Badan Siber PP GP Ansor Kritik Ketertutupan Pembahasan RUU Keamanan dan Ketahanan Siber

2 hours ago 3

loading...

Kepala Badan Siber PP GP Ansor Ahmad Luthfi mengkritik proses pembahasan RUU Keamanan dan Ketahanan Siber yang dinilai tidak mengedepankan prinsip transparansi dan partisipasi publik. Foto: Ist

JAKARTA - Badan Siber Pimpinan Pusat Gerakan Pemuda Ansor (PP GP Ansor) mengkritik proses pembahasan Rancangan Undang-Undang (RUU) Keamanan dan Ketahanan Siber yang dinilai tidak mengedepankan prinsip transparansi dan partisipasi publik. Sebagai regulasi strategis yang akan menjadi fondasi tata kelola keamanan siber nasional, Badan Siber PP GP Ansor menilai pembahasan RUU seharusnya dilakukan secara terbuka agar memperoleh masukan dari seluruh pemangku kepentingan.

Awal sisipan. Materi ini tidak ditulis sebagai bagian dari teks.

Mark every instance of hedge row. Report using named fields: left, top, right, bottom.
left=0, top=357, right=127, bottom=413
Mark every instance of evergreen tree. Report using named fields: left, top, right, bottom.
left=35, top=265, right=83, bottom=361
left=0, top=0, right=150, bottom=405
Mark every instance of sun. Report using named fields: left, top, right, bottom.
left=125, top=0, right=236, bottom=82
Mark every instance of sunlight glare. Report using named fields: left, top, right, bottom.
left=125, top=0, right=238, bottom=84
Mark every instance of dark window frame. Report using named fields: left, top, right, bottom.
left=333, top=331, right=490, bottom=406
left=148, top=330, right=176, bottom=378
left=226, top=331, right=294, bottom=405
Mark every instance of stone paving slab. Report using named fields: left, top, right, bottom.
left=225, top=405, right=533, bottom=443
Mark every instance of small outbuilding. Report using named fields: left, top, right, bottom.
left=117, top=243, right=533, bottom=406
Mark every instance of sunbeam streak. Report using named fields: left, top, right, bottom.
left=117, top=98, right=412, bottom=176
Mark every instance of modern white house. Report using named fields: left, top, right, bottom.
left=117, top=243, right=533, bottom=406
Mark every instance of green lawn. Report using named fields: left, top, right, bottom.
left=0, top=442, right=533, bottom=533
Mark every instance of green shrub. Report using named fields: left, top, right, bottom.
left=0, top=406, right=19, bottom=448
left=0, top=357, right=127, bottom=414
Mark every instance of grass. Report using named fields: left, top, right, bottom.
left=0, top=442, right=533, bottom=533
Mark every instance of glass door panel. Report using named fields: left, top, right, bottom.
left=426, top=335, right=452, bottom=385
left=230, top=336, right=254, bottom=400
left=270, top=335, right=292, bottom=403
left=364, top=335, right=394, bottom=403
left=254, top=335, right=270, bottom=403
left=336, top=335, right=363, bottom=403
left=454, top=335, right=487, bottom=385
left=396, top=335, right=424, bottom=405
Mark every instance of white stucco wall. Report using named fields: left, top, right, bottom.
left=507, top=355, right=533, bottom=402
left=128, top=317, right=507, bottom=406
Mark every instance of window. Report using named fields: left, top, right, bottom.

Kepala Badan Siber PP GP Ansor Ahmad Luthfi mengatakan keamanan siber bukan lagi isu yang hanya menyangkut pertahanan negara, tetapi telah menjadi persoalan yang menyentuh langsung kehidupan masyarakat. Karena itu, regulasi yang mengatur ruang siber nasional harus disusun secara akuntabel dan melibatkan publik.

Baca juga: RUU Keamanan Siber Penting untuk Lindungi Anak dari Ancaman Digital

"RUU Keamanan dan Ketahanan Siber akan menjadi fondasi hukum bagi ekosistem digital Indonesia dalam jangka panjang. Tidak semestinya regulasi yang berdampak luas terhadap hak-hak digital masyarakat dibahas secara tertutup. Transparansi merupakan syarat utama untuk menghasilkan regulasi yang berkualitas, legitimate, dan mampu menjawab tantangan keamanan siber nasional," ujar Ahmad Luthfi, Selasa (30/6/2026).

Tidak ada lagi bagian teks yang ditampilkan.